Based on what we have seen and heard in the last few weeks, the Mitch McConnell-Alison Lundergan Grimes race for the U. S. Senate in 2014 will be a humdinger.

It also promises to be the most expensive statewide campaign in Kentucky history with some estimates in the range of $40 million.

McConnell spent $20 million to keep his seat for a fifth term in 2008. He already has raised $15 million for 2014 and the primary still is nine months away.

Grimes has barely started to raise money and an effort to convince county clerks to donate to her campaign misfired badly last week when the state’s Republican clerks complained.

She also has been criticized for a less-than-spectacular announcement event on a sweltering Frankfort day in a building without air conditioning.

And she did it with no other Democratic officeholders, such as Gov. Steve Beshear, standing there as cheerleaders.

And, to some, the worst miscue was that she only had a very modest campaign website online at the time.

Then she literally disappeared from public view for a few days to organize her campaign staff and get ready for a formal announcement of her intention to send McConnell back to Louisville after 30 years in Washington.

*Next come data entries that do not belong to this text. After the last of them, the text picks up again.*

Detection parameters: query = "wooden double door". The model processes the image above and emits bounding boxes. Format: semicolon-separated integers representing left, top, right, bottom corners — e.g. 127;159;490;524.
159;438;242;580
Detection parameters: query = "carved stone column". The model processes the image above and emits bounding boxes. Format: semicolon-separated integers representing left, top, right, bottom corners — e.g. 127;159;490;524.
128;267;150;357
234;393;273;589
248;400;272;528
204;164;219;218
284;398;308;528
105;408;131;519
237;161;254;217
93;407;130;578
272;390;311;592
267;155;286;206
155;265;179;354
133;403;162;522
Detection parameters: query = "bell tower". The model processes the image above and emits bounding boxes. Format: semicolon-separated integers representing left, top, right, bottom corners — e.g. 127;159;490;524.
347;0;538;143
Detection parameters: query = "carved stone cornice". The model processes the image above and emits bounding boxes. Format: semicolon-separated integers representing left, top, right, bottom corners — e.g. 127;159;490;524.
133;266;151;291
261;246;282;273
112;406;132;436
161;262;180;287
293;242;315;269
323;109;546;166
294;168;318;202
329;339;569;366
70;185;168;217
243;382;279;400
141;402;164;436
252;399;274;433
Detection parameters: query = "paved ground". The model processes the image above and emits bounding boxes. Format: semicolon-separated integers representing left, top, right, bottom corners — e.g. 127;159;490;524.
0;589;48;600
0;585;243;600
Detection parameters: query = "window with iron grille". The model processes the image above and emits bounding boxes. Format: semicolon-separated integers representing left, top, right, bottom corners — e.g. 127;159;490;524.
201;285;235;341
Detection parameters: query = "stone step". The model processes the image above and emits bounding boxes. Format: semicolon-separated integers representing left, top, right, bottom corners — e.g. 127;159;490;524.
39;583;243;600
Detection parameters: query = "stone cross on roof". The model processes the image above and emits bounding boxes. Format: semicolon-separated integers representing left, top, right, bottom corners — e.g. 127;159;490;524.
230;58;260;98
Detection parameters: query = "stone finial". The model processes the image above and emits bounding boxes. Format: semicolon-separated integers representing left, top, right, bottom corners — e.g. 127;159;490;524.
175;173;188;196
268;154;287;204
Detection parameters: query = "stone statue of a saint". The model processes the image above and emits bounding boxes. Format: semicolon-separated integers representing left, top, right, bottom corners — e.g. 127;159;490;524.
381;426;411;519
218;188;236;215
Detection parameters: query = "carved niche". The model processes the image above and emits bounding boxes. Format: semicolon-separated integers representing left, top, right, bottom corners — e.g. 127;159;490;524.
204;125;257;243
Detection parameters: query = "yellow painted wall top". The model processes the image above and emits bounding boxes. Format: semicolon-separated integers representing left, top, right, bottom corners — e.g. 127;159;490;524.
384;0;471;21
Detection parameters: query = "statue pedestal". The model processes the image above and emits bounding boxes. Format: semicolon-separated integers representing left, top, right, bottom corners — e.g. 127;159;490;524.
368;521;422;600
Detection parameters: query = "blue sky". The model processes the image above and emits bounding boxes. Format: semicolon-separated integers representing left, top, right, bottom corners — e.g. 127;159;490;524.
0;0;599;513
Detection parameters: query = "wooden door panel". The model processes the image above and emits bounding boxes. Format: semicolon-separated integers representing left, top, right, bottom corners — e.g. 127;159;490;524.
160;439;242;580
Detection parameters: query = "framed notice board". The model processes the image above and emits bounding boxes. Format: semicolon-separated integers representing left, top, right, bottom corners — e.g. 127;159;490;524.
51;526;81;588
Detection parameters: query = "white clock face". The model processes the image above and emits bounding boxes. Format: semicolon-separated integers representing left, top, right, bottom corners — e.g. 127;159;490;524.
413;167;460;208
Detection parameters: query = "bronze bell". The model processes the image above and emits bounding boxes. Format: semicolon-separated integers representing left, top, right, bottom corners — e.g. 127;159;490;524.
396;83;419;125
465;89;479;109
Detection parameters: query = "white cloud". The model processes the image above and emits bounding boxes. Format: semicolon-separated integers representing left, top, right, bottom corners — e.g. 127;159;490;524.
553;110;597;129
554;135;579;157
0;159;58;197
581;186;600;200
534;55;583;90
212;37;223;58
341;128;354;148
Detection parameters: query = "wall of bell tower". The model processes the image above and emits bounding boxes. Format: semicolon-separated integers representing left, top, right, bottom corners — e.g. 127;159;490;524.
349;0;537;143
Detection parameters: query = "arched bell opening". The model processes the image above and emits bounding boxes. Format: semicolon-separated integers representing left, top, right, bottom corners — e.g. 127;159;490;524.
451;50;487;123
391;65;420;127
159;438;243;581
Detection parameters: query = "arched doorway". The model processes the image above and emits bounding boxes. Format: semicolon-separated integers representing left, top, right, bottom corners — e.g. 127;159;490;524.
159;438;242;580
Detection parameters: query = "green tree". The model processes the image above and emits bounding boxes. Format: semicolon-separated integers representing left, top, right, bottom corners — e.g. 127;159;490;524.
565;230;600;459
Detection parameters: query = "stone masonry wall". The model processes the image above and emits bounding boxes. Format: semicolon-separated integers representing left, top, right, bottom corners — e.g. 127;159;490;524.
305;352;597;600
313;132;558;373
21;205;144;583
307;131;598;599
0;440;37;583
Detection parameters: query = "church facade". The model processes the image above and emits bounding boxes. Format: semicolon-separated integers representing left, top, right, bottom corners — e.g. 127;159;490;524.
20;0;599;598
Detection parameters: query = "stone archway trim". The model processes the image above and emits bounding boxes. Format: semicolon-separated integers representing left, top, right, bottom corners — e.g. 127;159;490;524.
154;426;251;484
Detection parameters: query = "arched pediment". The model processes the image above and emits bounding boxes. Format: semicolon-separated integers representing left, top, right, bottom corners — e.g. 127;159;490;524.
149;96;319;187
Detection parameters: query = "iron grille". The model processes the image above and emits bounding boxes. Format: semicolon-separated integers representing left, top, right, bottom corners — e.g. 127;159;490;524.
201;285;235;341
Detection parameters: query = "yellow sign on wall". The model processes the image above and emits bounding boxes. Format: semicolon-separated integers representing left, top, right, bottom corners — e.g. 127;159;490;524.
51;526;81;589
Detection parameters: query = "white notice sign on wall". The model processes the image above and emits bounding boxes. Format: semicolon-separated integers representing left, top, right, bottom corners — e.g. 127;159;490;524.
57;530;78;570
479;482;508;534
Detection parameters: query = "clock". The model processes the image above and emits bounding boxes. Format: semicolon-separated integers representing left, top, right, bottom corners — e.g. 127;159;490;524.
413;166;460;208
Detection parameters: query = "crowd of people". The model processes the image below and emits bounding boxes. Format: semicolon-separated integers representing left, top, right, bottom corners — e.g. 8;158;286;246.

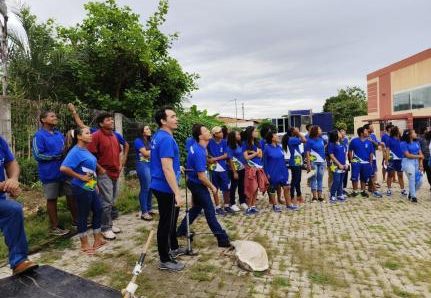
1;105;430;275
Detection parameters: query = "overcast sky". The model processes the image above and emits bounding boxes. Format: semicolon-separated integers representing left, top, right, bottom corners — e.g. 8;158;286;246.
24;0;431;119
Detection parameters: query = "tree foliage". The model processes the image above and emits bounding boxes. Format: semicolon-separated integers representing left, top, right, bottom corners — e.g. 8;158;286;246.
323;86;367;133
8;0;198;120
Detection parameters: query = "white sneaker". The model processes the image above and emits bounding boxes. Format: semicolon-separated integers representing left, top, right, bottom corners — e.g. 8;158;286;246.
112;226;121;233
230;204;240;212
102;230;116;240
240;203;248;210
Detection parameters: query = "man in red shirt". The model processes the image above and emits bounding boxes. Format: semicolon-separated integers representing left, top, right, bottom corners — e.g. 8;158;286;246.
88;113;122;240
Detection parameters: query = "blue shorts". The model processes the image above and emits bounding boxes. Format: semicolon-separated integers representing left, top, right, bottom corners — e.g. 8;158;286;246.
387;160;402;173
351;163;372;183
268;182;289;194
210;171;230;192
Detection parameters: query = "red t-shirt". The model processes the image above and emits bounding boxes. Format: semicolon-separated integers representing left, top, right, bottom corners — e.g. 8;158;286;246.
88;129;121;179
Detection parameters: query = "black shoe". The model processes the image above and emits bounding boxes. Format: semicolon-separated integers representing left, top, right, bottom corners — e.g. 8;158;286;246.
408;194;412;201
350;192;359;197
218;241;232;248
411;197;417;203
360;191;369;198
318;197;324;202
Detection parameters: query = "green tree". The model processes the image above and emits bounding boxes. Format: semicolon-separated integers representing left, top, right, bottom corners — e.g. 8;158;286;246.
323;86;367;133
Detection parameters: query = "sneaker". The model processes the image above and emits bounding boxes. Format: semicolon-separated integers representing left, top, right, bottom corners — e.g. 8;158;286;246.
218;241;232;248
329;196;337;203
230;204;241;212
245;208;254;216
112;226;122;233
102;230;116;240
251;206;259;213
351;192;359;198
400;189;408;196
159;260;185;272
386;189;392;196
408;194;412;201
240;203;248;210
337;195;346;202
272;205;282;213
215;207;226;216
411;197;418;203
141;213;153;221
169;247;188;259
50;227;70;236
286;205;299;211
224;206;235;214
360;191;369;198
373;191;383;198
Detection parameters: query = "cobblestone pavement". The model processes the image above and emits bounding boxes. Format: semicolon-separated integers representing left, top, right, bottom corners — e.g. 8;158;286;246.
1;170;431;298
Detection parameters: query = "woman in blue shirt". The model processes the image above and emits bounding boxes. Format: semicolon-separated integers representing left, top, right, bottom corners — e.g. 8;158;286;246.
305;125;326;201
227;131;247;211
287;127;307;204
134;126;153;221
400;129;424;203
385;126;407;196
264;131;298;212
328;130;348;203
60;127;105;255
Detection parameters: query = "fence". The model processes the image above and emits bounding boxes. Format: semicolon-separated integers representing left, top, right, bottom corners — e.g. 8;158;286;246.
9;98;145;185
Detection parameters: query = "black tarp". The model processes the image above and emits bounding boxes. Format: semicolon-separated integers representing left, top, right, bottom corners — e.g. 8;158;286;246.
0;265;121;298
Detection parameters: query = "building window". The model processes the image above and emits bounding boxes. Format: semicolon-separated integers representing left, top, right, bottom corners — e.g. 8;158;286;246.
393;85;431;112
394;91;410;111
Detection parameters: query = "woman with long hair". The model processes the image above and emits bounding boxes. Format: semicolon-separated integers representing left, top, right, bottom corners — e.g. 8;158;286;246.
60;127;106;255
287;127;307;204
385;126;406;196
305;125;326;201
134;125;153;220
400;129;424;203
227;131;247;211
327;130;348;203
242;126;268;215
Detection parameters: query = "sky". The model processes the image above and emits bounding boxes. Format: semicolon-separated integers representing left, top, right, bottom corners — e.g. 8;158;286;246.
22;0;431;119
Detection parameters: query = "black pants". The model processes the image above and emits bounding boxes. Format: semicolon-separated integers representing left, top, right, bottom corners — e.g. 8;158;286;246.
343;168;349;188
228;169;246;205
290;166;302;197
424;159;431;188
152;189;180;263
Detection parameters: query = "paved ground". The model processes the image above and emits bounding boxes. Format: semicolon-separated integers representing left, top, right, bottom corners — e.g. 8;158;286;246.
1;163;431;297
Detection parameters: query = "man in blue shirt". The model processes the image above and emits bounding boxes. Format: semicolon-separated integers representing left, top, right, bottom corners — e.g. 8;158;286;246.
348;127;376;198
381;124;394;182
177;124;230;247
208;126;232;215
363;124;384;196
1;136;38;275
32;111;74;236
150;106;186;272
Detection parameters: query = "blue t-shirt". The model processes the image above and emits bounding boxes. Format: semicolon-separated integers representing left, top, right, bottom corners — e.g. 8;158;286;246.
288;137;303;167
341;137;349;151
185;137;195;153
263;144;289;185
227;144;245;170
150;130;181;193
305;137;326;163
242;142;263;166
207;139;228;170
400;141;421;157
62;145;98;191
32;128;65;183
381;133;390;146
186;143;207;185
134;137;150;163
259;139;267;151
387;137;403;160
327;142;347;165
348;137;373;163
0;136;15;200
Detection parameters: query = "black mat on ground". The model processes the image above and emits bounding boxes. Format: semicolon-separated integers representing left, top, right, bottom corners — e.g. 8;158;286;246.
0;265;121;298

The senator also drew some negatives as the Washington press corps claimed he was not a key player in the compromise agreement which averted a showdown over the filibuster rule requiring 60 votes to shut off debate on the Senate floor.

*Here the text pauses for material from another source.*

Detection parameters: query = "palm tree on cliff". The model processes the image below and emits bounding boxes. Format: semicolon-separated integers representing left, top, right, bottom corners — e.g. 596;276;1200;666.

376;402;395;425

Both McConnell and Grimes say they will participate in the annual Fancy Farm political picnic on Saturday, Aug. 3, in far Western Kentucky.

Based on what the two have said to and about each other at this early stage of the campaign, Fancy Farm should be a donnybrook.

We can expect each candidate to have signs and vocal supporters who will cheer their choice while heckling their opponent.

It is political theatre at its best and KET has announced it will televise the fracas live across the state.

In our view, the Senate race will be a hard fought, even nasty contest pitting the bare knuckle, big money tactics of McConnell against the organizational skills and personal charm of Grimes, a relative newcomer to statewide politics holding office for the first time.

Democrats see the race as a rare opportunity to unseat McConnell, whose opinion poll numbers are down in Kentucky.

But students of political history know that the wily McConnell has a history of surviving tough races.